Choosing a Python Distribution with Machine Learning in Mind

It’s entirely possible to obtain a generic copy of Python and add all the required machine learning libraries to it. The process can be difficult because you need to ensure that you have all the required libraries in the correct versions to guarantee success. In addition, you need to perform the configuration required to make sure that the libraries are accessible when you need them. Fortunately, going through the required work is not necessary because a number of Python machine learning products are available for you to use.
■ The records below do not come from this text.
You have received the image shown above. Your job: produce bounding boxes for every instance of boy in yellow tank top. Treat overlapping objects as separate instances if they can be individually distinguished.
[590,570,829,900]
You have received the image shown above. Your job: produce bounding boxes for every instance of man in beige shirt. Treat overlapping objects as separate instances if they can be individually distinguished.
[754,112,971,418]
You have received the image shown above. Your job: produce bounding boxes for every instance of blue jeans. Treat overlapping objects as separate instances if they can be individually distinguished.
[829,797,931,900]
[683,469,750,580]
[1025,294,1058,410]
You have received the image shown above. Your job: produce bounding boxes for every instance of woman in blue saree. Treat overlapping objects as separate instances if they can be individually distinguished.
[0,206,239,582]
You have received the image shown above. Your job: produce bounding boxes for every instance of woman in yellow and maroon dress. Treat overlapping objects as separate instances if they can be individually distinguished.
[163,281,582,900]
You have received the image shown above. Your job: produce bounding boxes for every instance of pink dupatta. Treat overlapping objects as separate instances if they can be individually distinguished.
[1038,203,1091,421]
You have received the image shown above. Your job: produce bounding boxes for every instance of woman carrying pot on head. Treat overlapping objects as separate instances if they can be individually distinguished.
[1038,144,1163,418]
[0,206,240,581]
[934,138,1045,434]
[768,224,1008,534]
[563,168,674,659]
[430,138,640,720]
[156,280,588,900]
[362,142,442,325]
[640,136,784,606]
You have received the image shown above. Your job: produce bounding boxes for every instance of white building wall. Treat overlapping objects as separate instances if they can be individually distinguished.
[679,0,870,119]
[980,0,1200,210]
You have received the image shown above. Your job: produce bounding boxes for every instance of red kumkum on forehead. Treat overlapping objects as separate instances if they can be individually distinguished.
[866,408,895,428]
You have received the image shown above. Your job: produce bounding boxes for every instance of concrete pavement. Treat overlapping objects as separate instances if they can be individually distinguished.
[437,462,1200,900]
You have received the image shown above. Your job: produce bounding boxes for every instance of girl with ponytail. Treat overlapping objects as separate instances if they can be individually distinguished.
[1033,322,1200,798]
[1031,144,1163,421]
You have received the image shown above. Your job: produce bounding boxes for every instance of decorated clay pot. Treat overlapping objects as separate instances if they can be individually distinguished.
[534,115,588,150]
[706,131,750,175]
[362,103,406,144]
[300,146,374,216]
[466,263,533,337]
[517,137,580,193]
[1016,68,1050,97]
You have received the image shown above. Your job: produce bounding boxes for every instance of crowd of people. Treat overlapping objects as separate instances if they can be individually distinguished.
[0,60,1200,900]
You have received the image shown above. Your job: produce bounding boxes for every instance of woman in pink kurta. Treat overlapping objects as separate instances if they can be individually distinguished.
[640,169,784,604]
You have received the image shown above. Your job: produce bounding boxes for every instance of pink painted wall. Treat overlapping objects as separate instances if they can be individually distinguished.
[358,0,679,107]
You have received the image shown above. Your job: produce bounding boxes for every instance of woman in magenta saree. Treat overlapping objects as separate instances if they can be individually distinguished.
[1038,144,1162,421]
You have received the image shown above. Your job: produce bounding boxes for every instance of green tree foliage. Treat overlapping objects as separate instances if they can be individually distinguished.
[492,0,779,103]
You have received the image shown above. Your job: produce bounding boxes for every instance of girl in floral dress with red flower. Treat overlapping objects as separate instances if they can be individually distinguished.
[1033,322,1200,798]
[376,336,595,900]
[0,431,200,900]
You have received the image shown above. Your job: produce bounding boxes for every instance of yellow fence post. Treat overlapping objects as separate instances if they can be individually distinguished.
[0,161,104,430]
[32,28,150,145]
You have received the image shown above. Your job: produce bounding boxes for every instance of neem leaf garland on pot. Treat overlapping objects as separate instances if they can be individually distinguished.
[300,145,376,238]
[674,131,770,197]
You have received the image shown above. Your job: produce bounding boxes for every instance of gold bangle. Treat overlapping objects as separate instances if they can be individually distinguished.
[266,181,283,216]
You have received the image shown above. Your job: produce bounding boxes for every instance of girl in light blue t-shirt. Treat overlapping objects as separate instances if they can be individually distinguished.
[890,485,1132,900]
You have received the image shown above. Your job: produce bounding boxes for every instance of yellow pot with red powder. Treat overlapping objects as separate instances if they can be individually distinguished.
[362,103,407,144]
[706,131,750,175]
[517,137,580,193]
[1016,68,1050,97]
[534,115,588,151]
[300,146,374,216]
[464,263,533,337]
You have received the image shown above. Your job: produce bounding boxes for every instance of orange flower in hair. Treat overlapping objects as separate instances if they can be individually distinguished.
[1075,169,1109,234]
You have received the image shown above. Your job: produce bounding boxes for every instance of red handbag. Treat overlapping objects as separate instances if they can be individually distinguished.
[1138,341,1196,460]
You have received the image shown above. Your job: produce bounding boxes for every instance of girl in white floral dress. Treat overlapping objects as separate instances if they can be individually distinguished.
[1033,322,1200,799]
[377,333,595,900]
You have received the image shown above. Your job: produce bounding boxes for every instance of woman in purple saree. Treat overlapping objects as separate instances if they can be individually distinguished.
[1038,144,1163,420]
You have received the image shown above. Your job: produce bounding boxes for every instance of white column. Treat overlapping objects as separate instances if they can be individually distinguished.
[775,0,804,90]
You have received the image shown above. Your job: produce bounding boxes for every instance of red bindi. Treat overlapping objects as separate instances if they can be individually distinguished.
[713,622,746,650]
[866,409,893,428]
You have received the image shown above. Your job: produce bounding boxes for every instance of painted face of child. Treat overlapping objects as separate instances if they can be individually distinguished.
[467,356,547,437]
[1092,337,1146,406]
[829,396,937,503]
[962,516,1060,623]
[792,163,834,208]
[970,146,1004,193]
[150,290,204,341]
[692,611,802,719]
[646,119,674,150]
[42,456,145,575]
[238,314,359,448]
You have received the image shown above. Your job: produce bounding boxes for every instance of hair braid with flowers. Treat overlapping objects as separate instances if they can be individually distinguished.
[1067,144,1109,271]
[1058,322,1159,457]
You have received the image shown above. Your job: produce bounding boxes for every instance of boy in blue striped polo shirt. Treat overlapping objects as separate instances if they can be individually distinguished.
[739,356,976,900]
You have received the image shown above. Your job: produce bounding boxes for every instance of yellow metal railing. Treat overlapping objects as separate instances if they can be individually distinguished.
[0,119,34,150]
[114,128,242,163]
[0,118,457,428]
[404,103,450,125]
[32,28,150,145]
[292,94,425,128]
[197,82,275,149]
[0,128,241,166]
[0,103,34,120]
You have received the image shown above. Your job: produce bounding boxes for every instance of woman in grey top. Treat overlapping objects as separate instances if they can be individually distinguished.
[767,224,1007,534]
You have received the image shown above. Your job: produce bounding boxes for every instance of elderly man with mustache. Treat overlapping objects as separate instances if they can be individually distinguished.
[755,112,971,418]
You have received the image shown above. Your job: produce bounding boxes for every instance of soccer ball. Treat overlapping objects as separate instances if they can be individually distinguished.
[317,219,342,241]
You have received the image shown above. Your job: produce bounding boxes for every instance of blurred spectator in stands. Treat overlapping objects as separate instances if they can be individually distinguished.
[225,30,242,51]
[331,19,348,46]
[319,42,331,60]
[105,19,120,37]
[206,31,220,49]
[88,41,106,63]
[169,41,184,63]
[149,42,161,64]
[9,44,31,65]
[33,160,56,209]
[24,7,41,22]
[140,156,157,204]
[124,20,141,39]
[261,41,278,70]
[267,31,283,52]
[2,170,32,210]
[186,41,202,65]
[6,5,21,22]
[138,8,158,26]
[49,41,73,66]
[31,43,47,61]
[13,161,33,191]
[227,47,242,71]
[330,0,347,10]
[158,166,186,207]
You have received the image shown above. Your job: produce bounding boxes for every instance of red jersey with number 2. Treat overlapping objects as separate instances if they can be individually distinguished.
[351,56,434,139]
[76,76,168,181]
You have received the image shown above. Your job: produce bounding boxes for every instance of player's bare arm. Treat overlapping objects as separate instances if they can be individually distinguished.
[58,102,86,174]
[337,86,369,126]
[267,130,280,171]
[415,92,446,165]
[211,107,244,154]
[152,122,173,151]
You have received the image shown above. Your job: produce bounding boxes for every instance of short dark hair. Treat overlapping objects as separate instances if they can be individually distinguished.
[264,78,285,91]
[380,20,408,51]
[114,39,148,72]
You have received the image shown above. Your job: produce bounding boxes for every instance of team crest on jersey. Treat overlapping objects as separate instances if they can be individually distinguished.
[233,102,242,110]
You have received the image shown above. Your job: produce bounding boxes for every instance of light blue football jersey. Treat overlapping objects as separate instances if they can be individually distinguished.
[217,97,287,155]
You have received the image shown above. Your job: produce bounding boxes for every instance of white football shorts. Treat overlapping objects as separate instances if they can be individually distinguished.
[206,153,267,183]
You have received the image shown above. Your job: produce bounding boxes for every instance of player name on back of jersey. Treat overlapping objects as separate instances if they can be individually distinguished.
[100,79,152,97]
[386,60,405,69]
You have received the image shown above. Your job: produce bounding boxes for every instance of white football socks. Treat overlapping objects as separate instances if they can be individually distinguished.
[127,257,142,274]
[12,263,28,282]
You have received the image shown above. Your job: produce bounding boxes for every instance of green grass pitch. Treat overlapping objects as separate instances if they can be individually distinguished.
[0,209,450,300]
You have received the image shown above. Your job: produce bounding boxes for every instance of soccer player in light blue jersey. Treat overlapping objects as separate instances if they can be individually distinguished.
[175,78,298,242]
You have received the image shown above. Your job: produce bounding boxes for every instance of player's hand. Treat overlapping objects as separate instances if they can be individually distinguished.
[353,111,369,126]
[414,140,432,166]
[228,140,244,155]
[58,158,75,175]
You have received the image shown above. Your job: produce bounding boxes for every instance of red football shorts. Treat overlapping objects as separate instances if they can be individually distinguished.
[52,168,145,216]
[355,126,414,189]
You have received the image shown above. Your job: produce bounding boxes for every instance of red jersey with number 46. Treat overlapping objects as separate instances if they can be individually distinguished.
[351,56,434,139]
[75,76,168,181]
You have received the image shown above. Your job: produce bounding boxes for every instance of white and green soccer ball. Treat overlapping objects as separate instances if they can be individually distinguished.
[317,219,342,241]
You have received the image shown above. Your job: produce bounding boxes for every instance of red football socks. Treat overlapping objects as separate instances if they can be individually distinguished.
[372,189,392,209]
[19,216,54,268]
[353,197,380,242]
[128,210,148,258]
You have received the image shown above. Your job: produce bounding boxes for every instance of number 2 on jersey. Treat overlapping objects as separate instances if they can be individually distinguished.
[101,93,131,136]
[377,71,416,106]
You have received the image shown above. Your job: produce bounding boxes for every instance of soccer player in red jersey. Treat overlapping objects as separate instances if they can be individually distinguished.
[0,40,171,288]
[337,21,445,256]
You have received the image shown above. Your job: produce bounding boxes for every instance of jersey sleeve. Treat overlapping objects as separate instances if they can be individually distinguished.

These products provide everything needed to get started with machine learning projects.

remember You can use any of the packages mentioned in the following sections to work with the examples in this book. However, the book’s source code and downloadable source code rely on Continuum Analytics Anaconda because this particular package works on every platform this book supports: Linux, Mac OS X, and Windows. The book doesn’t mention a specific package in the chapters that follow, but all screenshots reflect how things look when using Anaconda on Windows. You may need to tweak the code to use another package, and the screens will look different if you use Anaconda on another platform.

warning Windows 10 presents some serious installation issues when working with Python. Windows 10 doesn’t provide a great environment for Python, because the automatic upgrades mean your system is always changing. If you’re working with Windows 10, simply be aware that your road to a Python installation will be a rocky one. If you run into problems, try installing Python 3.x and run the program from the command line instead of from the Start menu.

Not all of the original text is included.